Wednesday, December 24, 2008
AFP - Wednesday, December 24BERLIN (AFP) - - Germany on Tuesday celebrated the 90th birthday of former chancellor Helmut Schmidt, a chain-smoking, straight-talking elder statesman who has risen to new prominence in recent years.
Schmidt, a centrist Social Democrat (SPD) who led then West Germany from 1974 to 1982, steered it through Cold War tensions and a bloody wave of terror by far-left radicals that shook the young country to its core.
Newspapers across the political spectrum dedicated their front pages to Schmidt, with tributes pouring in for the German leader who championed European integration and embodied realpolitik, or cool, hard-headed politics.
Chancellor Angela Merkel, a conservative, praised Schmidt's steady hand in turbulent times that helped build the reputation of the post-war republic at home and abroad.
"With your presence, drive and steadfastness, you have again and again inspired confidence in people, confidence in the integrity and liberty of our society," she said.
Helmut Kohl, Germany's longest-serving postwar chancellor who succeeded Schmidt in 1982, said his predecessor was among the strongest political figures to emerge in the decades after the Nazis' defeat.
Noting that Schmidt had been faced with a daunting crisis during a series of kidnappings and assassinations of prominent Germans by the Red Army Faction, Kohl said Schmidt had "acted with courage and character despite the immense pressure" facing him.
Gerhard Schroeder, a fellow Social Democrat who helped revive Schmidt's reputation during his 1998 to 2005 stint at the helm of a centre-left coalition government, said the Hamburg native still had wise lessons to offer.

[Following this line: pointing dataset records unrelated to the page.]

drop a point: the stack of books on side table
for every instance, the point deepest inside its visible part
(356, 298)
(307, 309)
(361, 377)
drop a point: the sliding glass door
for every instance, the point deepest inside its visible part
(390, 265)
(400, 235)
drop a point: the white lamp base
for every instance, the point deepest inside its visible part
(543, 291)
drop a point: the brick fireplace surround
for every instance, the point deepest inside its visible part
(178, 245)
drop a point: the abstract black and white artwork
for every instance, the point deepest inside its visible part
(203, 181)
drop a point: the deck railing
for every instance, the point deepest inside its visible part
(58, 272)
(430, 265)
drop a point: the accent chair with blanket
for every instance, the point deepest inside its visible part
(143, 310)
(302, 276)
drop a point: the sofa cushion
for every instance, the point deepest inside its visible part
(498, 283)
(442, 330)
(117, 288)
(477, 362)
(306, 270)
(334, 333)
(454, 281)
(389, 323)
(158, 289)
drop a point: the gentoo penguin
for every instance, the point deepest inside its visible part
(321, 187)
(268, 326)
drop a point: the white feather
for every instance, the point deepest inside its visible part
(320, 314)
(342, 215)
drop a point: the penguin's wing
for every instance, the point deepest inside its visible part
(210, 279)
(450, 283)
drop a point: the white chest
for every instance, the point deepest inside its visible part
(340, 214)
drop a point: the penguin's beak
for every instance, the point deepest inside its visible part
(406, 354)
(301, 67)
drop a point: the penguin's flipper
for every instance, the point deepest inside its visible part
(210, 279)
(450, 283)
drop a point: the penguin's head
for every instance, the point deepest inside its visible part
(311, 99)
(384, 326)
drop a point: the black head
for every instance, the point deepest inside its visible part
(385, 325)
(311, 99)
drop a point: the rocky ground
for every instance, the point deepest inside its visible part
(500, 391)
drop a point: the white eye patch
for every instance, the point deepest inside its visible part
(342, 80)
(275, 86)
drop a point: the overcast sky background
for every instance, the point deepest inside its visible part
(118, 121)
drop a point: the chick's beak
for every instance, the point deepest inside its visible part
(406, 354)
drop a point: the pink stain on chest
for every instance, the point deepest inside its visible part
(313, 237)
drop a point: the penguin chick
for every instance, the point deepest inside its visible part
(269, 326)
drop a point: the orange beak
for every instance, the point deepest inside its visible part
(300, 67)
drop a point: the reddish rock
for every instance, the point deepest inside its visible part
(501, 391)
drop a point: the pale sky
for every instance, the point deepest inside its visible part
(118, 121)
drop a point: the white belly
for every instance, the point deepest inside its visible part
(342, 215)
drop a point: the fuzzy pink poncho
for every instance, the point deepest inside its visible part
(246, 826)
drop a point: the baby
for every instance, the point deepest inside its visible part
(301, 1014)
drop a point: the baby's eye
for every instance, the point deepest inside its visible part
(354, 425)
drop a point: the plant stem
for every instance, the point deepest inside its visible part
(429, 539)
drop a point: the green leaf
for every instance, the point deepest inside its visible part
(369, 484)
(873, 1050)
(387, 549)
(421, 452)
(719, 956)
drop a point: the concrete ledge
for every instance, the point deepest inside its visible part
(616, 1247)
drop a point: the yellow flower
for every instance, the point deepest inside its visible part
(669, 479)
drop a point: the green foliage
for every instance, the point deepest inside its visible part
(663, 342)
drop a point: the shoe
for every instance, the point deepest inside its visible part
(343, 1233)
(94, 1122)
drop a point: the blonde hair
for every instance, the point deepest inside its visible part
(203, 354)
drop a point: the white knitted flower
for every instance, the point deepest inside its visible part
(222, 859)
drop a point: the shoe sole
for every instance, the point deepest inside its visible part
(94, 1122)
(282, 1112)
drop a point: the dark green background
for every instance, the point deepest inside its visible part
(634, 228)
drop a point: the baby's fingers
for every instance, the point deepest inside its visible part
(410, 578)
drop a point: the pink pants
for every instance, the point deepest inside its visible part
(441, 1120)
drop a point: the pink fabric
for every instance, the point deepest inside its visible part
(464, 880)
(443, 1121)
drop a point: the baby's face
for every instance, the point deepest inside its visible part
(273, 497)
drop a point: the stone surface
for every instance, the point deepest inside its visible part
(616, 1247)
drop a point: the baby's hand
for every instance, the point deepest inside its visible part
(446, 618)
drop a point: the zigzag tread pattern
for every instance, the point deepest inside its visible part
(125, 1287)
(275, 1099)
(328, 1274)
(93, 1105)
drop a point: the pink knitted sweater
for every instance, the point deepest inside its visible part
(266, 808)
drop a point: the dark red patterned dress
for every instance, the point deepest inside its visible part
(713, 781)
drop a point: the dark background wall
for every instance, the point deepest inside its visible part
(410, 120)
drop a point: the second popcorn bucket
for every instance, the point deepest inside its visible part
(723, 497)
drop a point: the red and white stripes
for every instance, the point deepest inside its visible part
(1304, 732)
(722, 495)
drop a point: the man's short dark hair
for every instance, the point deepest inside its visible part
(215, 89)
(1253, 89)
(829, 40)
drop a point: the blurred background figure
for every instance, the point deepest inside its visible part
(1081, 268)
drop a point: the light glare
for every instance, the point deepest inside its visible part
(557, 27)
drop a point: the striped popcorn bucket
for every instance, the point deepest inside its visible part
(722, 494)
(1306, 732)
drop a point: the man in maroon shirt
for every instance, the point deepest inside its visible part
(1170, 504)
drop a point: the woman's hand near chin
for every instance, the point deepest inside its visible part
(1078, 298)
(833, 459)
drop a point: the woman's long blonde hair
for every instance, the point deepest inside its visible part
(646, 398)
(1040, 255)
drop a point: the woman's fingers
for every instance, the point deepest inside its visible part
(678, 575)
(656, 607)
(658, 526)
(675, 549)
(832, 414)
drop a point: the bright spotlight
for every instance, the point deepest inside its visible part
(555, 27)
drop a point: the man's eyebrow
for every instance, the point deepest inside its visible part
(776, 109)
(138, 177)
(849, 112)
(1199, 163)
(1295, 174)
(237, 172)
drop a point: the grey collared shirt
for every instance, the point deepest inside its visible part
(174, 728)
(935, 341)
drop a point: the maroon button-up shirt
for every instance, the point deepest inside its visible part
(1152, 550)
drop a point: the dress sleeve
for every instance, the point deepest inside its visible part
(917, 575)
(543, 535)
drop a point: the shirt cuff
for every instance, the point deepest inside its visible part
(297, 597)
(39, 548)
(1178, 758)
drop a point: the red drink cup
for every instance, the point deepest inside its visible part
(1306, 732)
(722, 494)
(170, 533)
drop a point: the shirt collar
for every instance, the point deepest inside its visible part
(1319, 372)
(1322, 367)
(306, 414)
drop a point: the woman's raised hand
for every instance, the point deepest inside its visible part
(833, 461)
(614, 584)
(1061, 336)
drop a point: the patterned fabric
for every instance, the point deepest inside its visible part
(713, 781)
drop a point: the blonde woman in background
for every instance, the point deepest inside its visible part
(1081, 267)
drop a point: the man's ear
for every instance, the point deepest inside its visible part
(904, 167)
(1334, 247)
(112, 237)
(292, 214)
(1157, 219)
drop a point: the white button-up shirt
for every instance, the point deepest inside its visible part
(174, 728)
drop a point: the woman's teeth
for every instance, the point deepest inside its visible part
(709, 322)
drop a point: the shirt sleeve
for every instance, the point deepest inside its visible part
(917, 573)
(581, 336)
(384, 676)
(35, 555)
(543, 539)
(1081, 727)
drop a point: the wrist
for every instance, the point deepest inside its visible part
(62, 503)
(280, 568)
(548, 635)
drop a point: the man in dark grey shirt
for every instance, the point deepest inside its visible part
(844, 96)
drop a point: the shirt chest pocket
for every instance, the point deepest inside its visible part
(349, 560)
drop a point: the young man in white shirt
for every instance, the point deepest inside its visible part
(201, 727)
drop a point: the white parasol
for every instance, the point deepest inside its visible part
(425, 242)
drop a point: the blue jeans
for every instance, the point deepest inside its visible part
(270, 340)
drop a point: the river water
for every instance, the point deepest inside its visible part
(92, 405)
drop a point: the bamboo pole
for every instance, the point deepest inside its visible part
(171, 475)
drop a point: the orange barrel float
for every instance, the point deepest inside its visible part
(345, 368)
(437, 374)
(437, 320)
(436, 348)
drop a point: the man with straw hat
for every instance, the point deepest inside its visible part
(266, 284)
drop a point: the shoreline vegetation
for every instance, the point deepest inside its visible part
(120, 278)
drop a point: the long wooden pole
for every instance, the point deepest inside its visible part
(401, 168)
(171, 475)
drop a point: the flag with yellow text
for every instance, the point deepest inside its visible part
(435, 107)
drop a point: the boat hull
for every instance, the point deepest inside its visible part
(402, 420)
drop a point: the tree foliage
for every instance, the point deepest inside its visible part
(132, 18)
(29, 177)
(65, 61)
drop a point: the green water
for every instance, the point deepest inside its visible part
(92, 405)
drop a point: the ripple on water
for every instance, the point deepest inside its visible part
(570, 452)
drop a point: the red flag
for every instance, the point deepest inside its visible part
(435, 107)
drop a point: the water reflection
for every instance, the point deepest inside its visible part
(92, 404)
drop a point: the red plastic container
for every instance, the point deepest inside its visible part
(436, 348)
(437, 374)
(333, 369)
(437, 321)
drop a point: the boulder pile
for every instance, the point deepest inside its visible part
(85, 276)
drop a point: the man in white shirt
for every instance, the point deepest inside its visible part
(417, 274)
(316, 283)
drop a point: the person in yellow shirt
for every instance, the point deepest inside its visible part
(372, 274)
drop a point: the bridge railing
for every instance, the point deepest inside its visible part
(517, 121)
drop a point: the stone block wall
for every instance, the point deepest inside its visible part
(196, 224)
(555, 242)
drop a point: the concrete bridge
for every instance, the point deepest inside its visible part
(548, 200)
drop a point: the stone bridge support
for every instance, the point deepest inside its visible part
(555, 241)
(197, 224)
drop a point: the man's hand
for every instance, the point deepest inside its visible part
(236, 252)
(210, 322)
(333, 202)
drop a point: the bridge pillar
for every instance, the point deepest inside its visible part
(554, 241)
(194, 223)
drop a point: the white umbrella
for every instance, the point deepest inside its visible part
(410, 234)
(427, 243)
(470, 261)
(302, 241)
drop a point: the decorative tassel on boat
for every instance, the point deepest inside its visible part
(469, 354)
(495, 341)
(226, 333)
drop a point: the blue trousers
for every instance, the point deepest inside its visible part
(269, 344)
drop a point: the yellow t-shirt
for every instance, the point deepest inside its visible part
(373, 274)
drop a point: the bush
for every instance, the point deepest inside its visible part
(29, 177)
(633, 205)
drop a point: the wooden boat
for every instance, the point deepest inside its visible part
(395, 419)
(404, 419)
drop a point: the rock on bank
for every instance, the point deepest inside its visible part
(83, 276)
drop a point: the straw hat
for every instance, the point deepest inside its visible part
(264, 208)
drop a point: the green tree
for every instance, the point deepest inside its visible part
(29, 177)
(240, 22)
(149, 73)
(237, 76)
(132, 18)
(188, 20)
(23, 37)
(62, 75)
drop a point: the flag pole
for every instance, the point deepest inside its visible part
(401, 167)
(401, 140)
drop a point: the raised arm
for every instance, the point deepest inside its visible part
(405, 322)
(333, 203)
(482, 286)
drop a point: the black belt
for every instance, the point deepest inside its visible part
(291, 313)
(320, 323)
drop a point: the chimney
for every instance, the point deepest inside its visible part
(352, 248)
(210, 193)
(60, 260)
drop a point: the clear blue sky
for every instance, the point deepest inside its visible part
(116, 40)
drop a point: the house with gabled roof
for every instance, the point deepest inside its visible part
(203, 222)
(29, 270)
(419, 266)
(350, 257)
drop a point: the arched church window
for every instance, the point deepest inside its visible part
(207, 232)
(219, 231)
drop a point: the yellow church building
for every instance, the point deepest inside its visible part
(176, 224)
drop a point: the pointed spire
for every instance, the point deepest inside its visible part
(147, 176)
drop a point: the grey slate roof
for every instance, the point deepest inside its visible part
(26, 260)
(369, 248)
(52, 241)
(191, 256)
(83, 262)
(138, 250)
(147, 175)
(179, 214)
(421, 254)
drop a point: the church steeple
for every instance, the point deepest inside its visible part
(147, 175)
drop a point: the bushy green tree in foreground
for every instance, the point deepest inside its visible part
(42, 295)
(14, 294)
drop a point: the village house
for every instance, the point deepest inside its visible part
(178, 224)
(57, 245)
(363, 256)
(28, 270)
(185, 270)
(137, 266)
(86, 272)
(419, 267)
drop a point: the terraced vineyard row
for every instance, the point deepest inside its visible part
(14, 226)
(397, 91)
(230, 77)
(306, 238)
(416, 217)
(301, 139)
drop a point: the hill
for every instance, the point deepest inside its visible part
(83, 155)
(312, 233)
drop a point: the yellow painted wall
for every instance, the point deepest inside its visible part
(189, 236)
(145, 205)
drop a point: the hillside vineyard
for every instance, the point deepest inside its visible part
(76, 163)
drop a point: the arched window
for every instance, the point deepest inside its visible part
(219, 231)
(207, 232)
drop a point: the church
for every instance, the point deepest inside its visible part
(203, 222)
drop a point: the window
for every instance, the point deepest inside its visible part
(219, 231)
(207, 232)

"Like few others in postwar history, he understood how to surmount crises with the courageous intervention of the state," Schroeder wrote in a column for the newsweekly Der Spiegel.
As chancellor, Schmidt preached free-market economics, and vigorously backed the proposed NATO deployment of intermediate-range missiles in Europe, against opposition from the SPD youth wing and a strong German peace movement.
But resistance built up against him in the party, especially on defence matters which dominated debate, when he was hospitalised with an irregular heartbeart in 1981 and had a pacemaker fitted.
A switch of alliance by the liberal Free Democrats towards the Christian Democrats in 1982 finally brought down his government through a no-confidence vote in parliament, which led Kohl to become chancellor.
"I was never interested in power or my career," Schmidt later said. "Those who aspire to power are potentially dangerous people."
Since retiring from politics more than a quarter of a century ago, Schmidt has appeared to grow in stature in Germany as a sought-after public speaker and a guiding light at the prestigious liberal weekly Die Zeit.
His authoritative and often unconventional views on issues such as Germany's dealings with China or its handling of the global recession, delivered in a laconic tone with dry wit, make him a darling of the talk show circuit, and Germans are intensely fond of his wife of 66 years, Loki, a trained biologist.
Germany's top-selling daily, the conservative Bild, is publishing an affectionate feature this week with 90 of Schmidt's most quotable bon mots, including advice for aspiring politicians: "One needs the will. And cigarettes."